Lack of Symbolic Reasoning and Rule Enforcement: While GNNs encode relationships, they do so in a numeric, learned manner – they propagate messages between nodes but do not apply explicit logical rules derived from standards. A GNN does not inherently know engineering rules either; it might learn common patterns like “arrowhead nodes often attach to dimension line nodes,” but it cannot guarantee rule compliance or understand the meaning behind the rule. It may still output a graph configuration that violates a known drafting standard if that configuration is statistically common in the training data or yields a higher score based on learned correlations. In other words, GNNs do not perform explicit symbolic reasoning or enforce hard constraints based on codified knowledge; they operate in the realm of probabilities learned from data.

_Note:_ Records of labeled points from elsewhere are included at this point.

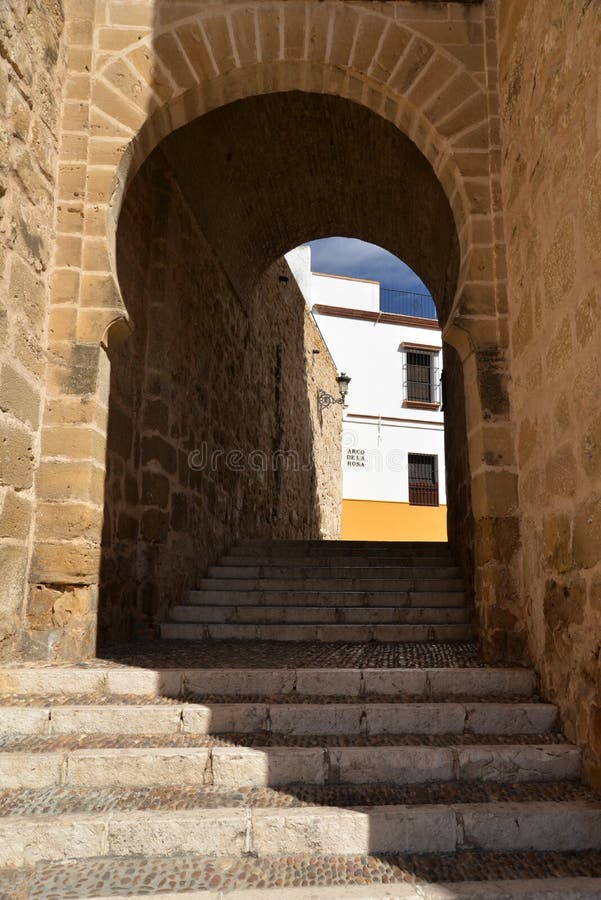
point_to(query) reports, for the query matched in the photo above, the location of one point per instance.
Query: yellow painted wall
(376, 520)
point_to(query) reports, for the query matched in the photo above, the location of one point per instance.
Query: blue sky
(358, 259)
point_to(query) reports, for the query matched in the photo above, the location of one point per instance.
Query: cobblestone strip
(159, 875)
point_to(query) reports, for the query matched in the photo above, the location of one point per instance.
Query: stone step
(328, 598)
(334, 549)
(50, 834)
(319, 544)
(439, 585)
(363, 560)
(368, 718)
(531, 876)
(420, 683)
(359, 633)
(322, 615)
(277, 766)
(276, 571)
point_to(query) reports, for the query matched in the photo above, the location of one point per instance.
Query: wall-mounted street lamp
(324, 399)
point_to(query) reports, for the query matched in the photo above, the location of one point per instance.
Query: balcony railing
(407, 303)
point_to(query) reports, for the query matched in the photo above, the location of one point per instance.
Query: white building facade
(393, 437)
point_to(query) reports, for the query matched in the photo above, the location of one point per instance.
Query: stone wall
(31, 76)
(212, 413)
(550, 58)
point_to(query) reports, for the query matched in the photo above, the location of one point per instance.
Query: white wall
(350, 293)
(369, 352)
(384, 474)
(375, 451)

Scalability and Complexity: As drawings grow in complexity, the graphs can become very large (hundreds or thousands of nodes and relations), pushing GNNs to their limits in terms of computational complexity and risk of over-smoothing (losing feature uniqueness across the graph). Also, training GNNs requires a significant amount of graph-annotated data, which is just as scarce as pixel-annotated data in engineering domains. In practice, current GNN-based drawing analyses still incorporate heuristic or rule-based steps. For example, Xie et al. had to pre-process drawings to remove tables and dimension lines using algorithms before applying their final GNN [3] colab.ws. This highlights that pure GNN solutions often need some built-in knowledge or pre-processing informed by drawing conventions to work effectively.

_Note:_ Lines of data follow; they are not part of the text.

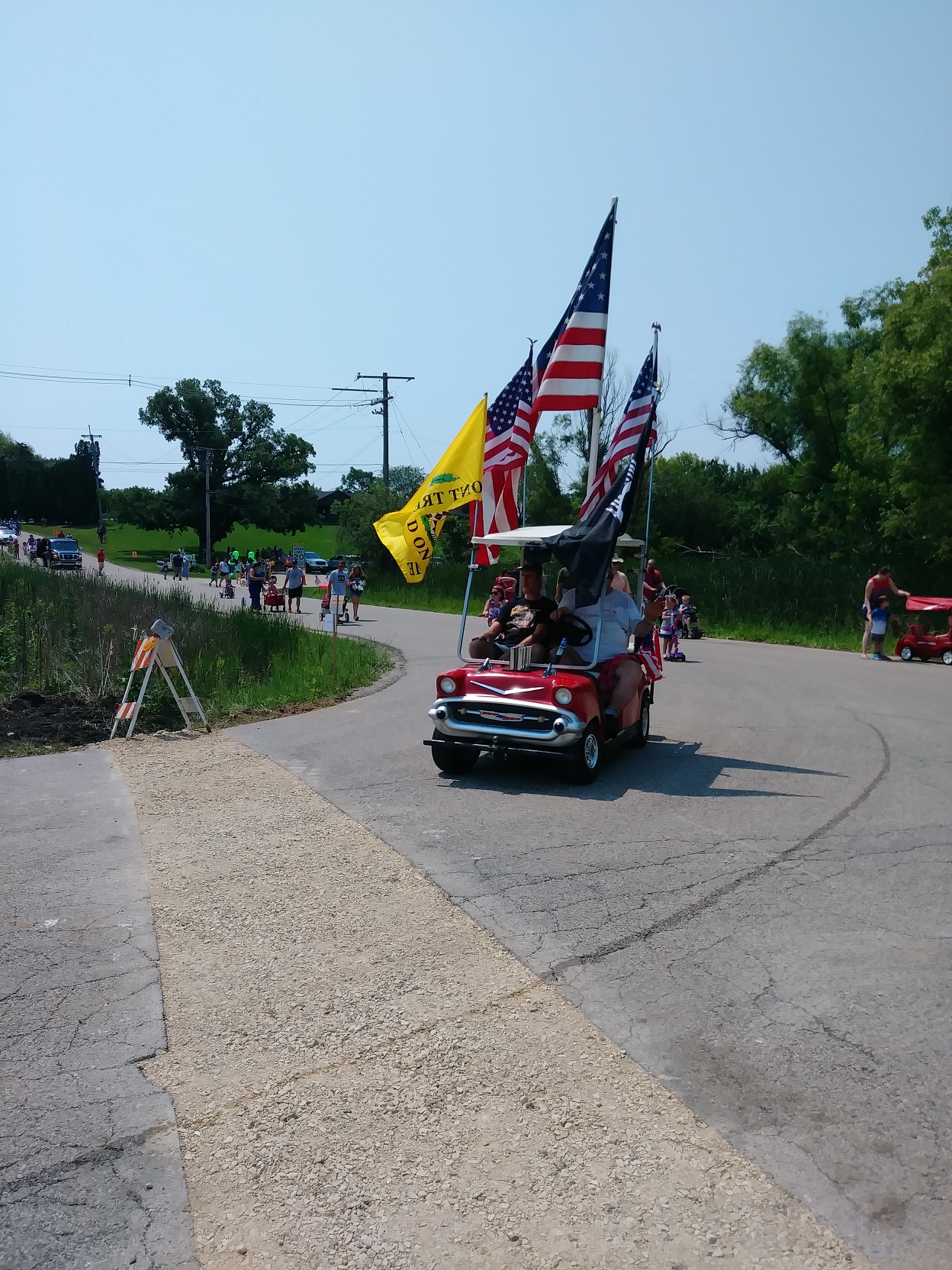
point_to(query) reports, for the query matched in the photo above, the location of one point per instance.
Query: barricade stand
(156, 650)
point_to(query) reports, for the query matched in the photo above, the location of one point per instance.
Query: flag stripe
(566, 386)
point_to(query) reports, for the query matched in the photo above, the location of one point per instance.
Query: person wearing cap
(523, 620)
(619, 581)
(619, 672)
(654, 582)
(256, 578)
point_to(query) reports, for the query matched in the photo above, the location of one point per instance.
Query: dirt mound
(60, 719)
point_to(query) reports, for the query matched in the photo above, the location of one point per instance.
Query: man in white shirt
(619, 581)
(621, 675)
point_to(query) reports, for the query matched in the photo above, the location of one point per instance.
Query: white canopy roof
(532, 535)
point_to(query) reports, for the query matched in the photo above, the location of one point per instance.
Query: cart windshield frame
(535, 537)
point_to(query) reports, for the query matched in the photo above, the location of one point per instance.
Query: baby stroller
(690, 625)
(273, 598)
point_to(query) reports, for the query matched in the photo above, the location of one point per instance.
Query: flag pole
(655, 328)
(596, 415)
(526, 468)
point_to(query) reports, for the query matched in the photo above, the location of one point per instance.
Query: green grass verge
(153, 545)
(76, 635)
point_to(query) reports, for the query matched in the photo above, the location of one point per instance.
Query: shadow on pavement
(678, 769)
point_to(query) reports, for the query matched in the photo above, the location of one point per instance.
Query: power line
(130, 382)
(385, 399)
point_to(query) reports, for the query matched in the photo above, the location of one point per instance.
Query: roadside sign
(156, 650)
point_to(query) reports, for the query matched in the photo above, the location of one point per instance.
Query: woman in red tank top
(880, 585)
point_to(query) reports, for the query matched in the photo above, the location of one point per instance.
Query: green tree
(902, 414)
(256, 472)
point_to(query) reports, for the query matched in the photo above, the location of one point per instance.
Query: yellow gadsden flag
(409, 533)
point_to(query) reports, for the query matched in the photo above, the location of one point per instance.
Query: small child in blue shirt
(880, 621)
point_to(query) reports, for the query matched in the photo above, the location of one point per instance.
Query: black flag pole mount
(587, 549)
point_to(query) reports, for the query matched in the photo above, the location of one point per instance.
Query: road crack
(682, 916)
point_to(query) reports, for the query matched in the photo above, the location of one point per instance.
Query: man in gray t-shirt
(294, 585)
(621, 673)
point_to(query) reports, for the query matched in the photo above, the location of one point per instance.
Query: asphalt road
(757, 906)
(90, 1166)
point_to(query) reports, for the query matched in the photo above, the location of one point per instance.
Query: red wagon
(918, 640)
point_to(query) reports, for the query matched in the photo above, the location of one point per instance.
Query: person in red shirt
(880, 585)
(654, 582)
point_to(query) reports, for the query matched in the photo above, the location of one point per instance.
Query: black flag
(587, 549)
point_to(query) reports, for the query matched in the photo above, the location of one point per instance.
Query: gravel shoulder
(365, 1077)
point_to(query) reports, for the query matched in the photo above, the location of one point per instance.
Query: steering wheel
(577, 630)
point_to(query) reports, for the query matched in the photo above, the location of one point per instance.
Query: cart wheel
(453, 759)
(638, 738)
(585, 757)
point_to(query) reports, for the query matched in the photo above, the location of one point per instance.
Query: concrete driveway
(755, 906)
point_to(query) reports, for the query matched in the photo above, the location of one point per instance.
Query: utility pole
(94, 460)
(207, 507)
(385, 399)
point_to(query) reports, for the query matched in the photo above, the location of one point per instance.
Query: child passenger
(880, 621)
(669, 623)
(493, 606)
(686, 611)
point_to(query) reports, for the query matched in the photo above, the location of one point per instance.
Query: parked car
(315, 564)
(60, 553)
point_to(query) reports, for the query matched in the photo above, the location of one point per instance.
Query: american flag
(625, 441)
(510, 427)
(569, 365)
(566, 376)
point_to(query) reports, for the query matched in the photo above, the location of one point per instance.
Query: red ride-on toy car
(507, 708)
(918, 642)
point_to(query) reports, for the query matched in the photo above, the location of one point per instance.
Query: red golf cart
(513, 708)
(918, 642)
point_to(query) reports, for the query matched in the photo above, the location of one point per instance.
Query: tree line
(858, 422)
(64, 491)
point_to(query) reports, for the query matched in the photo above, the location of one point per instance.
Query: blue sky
(281, 196)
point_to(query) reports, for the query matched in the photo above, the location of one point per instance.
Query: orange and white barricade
(156, 650)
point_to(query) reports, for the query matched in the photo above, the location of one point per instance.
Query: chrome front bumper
(565, 730)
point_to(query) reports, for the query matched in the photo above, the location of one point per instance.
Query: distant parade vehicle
(514, 708)
(918, 642)
(60, 553)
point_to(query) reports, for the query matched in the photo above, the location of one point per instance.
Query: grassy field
(151, 545)
(777, 601)
(76, 635)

Semantic Gap and Knowledge Integration Challenges: Both CNNs and GNNs, as primarily data-driven learners, fundamentally operate at the level of pattern recognition rather than true semantic understanding. The semantics of an engineering drawing – the intent behind a symbol, the functional role of a depicted feature, the compliance to drafting standards – are not directly captured by these models. Bridging this gap requires incorporating external knowledge (e.g., a library of symbols with their meanings, or a set of if-then rules about how dimensions are expressed). However, integrating such knowledge bases with deep learning is non-trivial. One challenge is symbol grounding: how to link abstract engineering concepts (like “center line” or “datum reference”) to the raw pixels or graph nodes that the network sees [5, 8] medium.com. Another challenge is that deep models output probabilistic predictions, whereas design rules are often absolute and deterministic – reconciling the two when they disagree is difficult. Without careful design, a naive combination might result in a system that is too rigid (over-constrained by rules) or one that ignores rules except as post-processing checks. Researchers have noted that truly grounding symbolic rules in the data-driven learned representations is an open problem [5] medium.com. In the case of engineering drawings, the semantics are grounded in real-world geometry and standards: for example, a particular geometric tolerance symbol implies a specific requirement on the manufactured part. Current deep models do not connect such dots. This inability to inherently handle design rules, semantic relationships, and perform symbolic reasoning is what most limits CNNs/GNNs – and motivates a hybrid approach.